RNA 2′-O-ribose methylation blocks clearage by coronavirus nsp15. dsRNA substrates were produced by annealing RNA8 to the complementary 5′-[³²P]-labeled RNA3 or its 2′-O-ribose-methylated derivative, RNA9. Substrates were incubated with SARS-CoV (SCoV) and HCoV-229E (HCoV) MBP-nsp15, respectively, or inactive control proteins. Reaction products were analyzed by denaturing PAGE and autoradiography. Lanes 1 and 6, reactions without protein; lanes 2 and 7, reactions with HCoV-229E MBP-nsp15_H6360A; lanes 3 and 8, reactions with HCoV-229E MBP-nsp15; lanes 4 and 9, reactions with SARS-CoV MBP-nsp15_H6678A; lanes 5 and 10, reactions with SARS-CoV MBP-nsp15.

Fig. 5.

Coronavirus NendoU activity produces molecules with 2′-3′ cyclic phosphate termini. Ligation of 5′-[³²P]pCp with the 3′ terminus of coronavirus nsp15 cleavage products using T4 RNA ligase requires pretreatment with PNK that (in contrast to CIP) is capable of removing 2′-3′ cyclic phosphates. Reaction products were analyzed by denaturing PAGE and autoradiography. Lane 1, ligation reaction with control RNA m4; lanes 2-4, ligation reactions with purified 5′-terminal nsp15 cleavage product without further treatment (lane 2) and after treatment with PNK (lane 3) or CIP (lane 4).

Fig. 6.

Activities of mutant forms of human coronavirus NendoU. (A) Coomassie brilliant blue-stained SDS-polyacrylamide gel showing the expression and purification of HCoV-229E (HCoV) and SARS-CoV (SCoV) MBP-nsp15 fusion proteins. Lanes 1 and 2, total lysates of E. coli cells transformed with pMal-HCoV-nsp15 plasmid DNA and grown in the absence (lane 1) or presence (lane 2) of isopropyl β-d-thiogalactoside (IPTG); lanes 3-12, purified MBP-nsp15 fusion proteins with nsp15 wild-type sequence (WT) or with the indicated substitutions of conserved residues.

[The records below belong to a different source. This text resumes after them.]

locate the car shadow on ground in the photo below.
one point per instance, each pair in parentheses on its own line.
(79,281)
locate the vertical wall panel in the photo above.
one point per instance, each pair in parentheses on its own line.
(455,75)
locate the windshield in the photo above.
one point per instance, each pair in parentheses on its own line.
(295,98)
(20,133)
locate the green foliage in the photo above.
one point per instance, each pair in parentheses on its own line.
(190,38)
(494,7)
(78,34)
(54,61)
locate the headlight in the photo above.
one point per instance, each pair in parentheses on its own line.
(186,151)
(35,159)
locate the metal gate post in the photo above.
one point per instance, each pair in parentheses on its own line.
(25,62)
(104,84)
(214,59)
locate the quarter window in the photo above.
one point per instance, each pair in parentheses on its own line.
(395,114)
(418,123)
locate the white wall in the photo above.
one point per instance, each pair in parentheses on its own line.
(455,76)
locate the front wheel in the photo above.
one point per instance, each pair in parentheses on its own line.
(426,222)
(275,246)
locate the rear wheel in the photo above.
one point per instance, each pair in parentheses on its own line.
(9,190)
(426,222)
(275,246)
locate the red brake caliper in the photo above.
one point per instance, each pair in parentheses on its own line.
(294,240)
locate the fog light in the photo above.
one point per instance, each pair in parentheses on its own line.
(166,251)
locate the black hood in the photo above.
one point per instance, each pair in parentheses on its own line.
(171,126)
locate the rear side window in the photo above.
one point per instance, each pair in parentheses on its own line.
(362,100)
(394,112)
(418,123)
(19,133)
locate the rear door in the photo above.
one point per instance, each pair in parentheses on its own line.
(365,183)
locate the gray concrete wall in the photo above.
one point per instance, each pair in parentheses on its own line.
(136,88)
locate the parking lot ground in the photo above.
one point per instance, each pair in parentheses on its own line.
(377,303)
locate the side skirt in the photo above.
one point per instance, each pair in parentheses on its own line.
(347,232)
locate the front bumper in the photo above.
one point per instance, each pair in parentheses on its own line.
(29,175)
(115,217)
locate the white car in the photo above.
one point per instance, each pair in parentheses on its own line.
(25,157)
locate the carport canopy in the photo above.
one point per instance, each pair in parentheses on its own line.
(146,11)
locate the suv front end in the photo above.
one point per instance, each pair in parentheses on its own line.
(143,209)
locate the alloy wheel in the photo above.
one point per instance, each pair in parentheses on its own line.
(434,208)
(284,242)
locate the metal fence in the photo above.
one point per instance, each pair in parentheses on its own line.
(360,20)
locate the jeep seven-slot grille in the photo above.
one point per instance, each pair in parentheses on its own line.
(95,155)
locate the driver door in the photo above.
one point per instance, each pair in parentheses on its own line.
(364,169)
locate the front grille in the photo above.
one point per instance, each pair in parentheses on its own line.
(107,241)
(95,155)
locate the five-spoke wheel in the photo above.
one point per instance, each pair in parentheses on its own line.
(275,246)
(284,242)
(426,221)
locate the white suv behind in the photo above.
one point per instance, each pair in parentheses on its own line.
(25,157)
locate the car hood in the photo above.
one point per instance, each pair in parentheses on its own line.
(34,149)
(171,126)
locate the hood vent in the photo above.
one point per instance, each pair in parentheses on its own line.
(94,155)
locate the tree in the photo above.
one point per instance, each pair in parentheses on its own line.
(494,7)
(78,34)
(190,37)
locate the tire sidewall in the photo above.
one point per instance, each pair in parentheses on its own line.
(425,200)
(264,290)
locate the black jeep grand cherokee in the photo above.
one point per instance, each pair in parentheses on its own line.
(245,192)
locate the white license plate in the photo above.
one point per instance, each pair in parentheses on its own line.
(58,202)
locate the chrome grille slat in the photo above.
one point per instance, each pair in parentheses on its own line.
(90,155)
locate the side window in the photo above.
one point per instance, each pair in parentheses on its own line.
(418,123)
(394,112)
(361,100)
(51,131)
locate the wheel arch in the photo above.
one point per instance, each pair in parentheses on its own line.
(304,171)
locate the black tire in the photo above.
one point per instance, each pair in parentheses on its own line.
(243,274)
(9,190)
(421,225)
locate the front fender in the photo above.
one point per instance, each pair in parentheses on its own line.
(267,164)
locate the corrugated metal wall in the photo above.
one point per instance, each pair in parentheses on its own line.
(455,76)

Numbering of residues is according to their positions in the replicase polyproteins of HCoV-229E and SARS-CoV, respectively. (B) HCoV-229E and SARS-CoV MBP-nsp15 fusion proteins or their mutant derivatives were incubated with dsRNA2, and reaction products were separated in a 20% polyacrylamide gel containing 7.5 M urea.